Creativity is something critical for all of us. How many times have I found myself blocked in front of a blank page, not knowing where to begin?

Perhaps you have also encountered that situation where you imagine what you want, to the point of visualizing the finished work. You just don’t know how to get there.

It’s not like that story of Michelangelo, who, when asked how he sculpted his nearly five-meter-high David, simply replied that it was easy, that he spent a good amount of time staring at the block of marble until he saw the man who had slain the giant Goliath in it. Then, all he had to do was pick up his tools and remove everything that wasn’t David. It’s perhaps an artistic case of reverse engineering.

The good news is that we are not Michelangelo. We don’t need to reach that level of hallucination.

But regardless of your profession, at some point, you rely on creativity.

However, ideas don’t fall from the sky or magically appear out of thin air. First and foremost, you need to create an environment for them to flourish and grow.

The fact is that over these years, I’ve realized that intuitively there are ways for us to seek inspiration when it refuses to appear.

Here, I mention eight of them. But, of course, there are many others (by the way, if you know of one, please let me know):

1. Don’t fight with your brain. Creativity is like a tide, it ebbs and flows. It doesn’t announce when it’s going to arrive. It’s not something scheduled. An entrepreneur may expect their employee to perform a task at a certain time of day. But they can’t demand that they have a good idea exactly at 9:12 in the morning. So, stop tormenting yourself and give yourself some time..

2. Go for a walk. Take a walk along the beach, in the park, through the streets for at least half an hour. Taking a breather, changing your environment, even if only for a short time, has a powerful effect on the creative proces.

3. Carry a notepad. Put away your iPhone, your iPad, and other gadgets and have a pencil and paper on hand. Manual sketching, doodling, drawing, jotting down anything that comes to mind, it’s all unique and valuable.

4. Do something similar. We learn by copying others. Copy and replicate the style of an artist or a text from a great writer. See what you can assimilate from there. Starting from what already exists, you can create something new. Few things in this world are truly original.

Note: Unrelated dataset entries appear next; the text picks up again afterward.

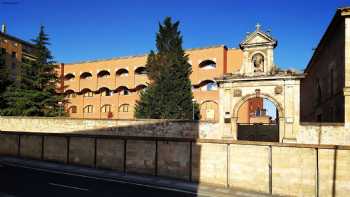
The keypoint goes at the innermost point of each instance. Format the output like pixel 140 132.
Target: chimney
pixel 3 28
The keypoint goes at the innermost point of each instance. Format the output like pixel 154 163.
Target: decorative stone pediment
pixel 257 50
pixel 257 38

5. Do something different. If you’re a designer, write a text (I’m providing an example right now). If you’re a writer, a journalist, for instance, create drawings. If you’re a professional in the exact sciences, paint pictures. Explore a less familiar territory in your daily life.

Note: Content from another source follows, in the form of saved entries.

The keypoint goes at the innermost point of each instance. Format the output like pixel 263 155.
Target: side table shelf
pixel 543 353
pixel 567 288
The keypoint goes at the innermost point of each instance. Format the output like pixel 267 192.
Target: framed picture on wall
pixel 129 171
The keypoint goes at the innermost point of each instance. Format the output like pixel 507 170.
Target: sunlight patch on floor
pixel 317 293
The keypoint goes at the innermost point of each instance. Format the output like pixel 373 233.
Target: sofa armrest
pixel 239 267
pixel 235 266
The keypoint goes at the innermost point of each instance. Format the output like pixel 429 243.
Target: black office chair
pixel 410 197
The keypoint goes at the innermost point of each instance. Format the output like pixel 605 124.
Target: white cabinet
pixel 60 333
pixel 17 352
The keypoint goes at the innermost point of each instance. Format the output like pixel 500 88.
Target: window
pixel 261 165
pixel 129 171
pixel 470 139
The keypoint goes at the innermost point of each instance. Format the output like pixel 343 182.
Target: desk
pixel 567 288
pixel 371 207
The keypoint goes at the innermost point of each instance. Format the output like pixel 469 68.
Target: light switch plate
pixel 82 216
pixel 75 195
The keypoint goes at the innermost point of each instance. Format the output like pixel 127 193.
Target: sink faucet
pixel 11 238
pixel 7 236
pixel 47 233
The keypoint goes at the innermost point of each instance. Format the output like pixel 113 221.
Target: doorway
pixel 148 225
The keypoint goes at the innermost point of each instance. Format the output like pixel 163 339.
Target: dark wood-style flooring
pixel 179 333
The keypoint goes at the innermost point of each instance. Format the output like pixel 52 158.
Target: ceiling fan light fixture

6. Change your environment. Break the monotony of your surroundings by changing the place where you usually work. If it’s at home, try moving to a different room for a while. If your activity is in an office, find another room or desk. Go to a library. Step into a bookstore. Remember, you don’t have to enter a café just to have coffee.

7. Brainstorming. This is already a well-known method for generating ideas. But it works. Just jot down everything that comes to mind, without censorship, without filtering or refining the sketch. Anything goes here. Just knowing that much of what you do will be discarded and thrown away already relieves a lot of pressure to create and produce something final.

8. Keep calm. We live in a world of inputs – there’s so much information entering our heads all the time through WhatsApp, the internet, emails, TV, music, newspapers, advertisements, you name it. It can be overwhelming to find space for creative thinking. That’s why I occasionally disconnect from it all, take a break from the outside world, and meditate in my own inner world. Half an hour of silence is worth its weight in gold.

All of this ends up being actions that, in some way, nourish our brains. Images take shape. We feel inspired. It’s the time when we are finally ready to be brilliant and create something memorable.

The bad news is that we are not Michelangelo.